For over a decade, however, feminist literature (2) and the women's movement have used the concept of femicide or feminicide to describe--and initially to draw attention to--murders of women who were killed because of their sex in a socio-cultural context that relegates them to subordinate positions, roles or functions, a context that therefore exposes them to multiple forms of violence. Meanwhile, the recent debate on Chile's political scene and in the country's media tends to restrict the concept to one sort of femicide called "intimate femicide," which describes the murder of a women by a man with whom the victim had or was having an intimate relationship, shared a family or with who she lived. Nonetheless, the political notion of femicide has a much larger scope, including other forms, such as sexual femicide in which the perpetrator may be a stranger. The common element among these killings is the sexual violence exercised against the victims, as in the massive and well-known cases of Mexico (Ciudad Juarez) and Guatemala, which are made worse by the de facto impunity that surrounds them, a consequence of the profound shortcomings or outright negligence in the judicial system of those States. This type of femicide includes murder preceded by rape or other forms of sexual violence, (3) including those crimes committed during armed conflict, the murder of sex workers, etc.

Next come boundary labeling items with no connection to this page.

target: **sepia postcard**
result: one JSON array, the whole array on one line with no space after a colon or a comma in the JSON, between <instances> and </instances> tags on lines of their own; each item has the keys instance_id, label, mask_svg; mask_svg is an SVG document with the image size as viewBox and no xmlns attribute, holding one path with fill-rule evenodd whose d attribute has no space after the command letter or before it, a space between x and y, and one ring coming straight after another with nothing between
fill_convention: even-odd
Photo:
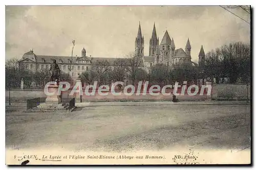
<instances>
[{"instance_id":1,"label":"sepia postcard","mask_svg":"<svg viewBox=\"0 0 256 170\"><path fill-rule=\"evenodd\" d=\"M251 6L5 10L7 165L251 164Z\"/></svg>"}]
</instances>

The notion of femicide therefore includes crimes committed in the so-called "private" sphere as well as the "public" sphere, which follows the definition of violence against women in the Inter-American Convention on the Prevention, Punishment and Eradication of Violence Against Women (the Convention of Belem do Para). In Article 1, the Convention states that "violence against women shall be understood as any act or conduct, based on gender, which causes death or physical, sexual or psychological harm or suffering to women, whether in the public or the private sphere" (emphasis added).

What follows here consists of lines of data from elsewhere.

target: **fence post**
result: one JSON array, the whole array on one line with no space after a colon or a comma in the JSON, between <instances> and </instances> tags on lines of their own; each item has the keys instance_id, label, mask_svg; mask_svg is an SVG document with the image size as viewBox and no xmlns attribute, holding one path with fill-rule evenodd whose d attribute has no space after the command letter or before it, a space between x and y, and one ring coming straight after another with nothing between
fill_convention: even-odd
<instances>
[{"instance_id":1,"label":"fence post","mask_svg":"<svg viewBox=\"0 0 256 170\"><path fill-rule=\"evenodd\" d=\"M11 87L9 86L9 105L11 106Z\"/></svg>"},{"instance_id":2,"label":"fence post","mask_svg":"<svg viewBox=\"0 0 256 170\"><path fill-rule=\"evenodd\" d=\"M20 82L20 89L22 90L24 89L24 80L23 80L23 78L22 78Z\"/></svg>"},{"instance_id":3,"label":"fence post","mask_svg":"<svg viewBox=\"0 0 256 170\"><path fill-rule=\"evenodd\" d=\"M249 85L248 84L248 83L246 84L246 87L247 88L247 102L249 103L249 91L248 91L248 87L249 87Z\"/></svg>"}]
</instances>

The concept set forth in the Convention of Belem do Para incorporates the notion of "gender" and, indeed, this convention was the first international human rights treaty to use this term in the way that it had been used by the social sciences since the 1970s, although the convention did not define "gender." In the universal system, the Rome Statute of the International Criminal Court incorporated the term "gender" and defined it as referring "to the two sexes, male and female, within the context of society." (4) While this limited definition has been criticized from a range of perspectives, (5) it does emphasize the common element found in the many different theories on the concept of gender: the social construction that underlies the understanding of femininity and masculinity in a given context.

Therefore, gender violence (or gender-based violence or violence for reasons of gender) includes the category of violence against women--the most widespread and persistent form of gender violence--but gender violence is not limited to women. (6) It may also be perpetrated against those who have a gender identity or a sexual orientation that differs from the dominant orientations or identities our societies, such as lesbians, homosexuals, transsexuals, intersex or transgender individuals, and certain forms of violence can also specifically effect men, who follow or are forced to follow dominant gender models (as in the forced enlistment of young boys in the military).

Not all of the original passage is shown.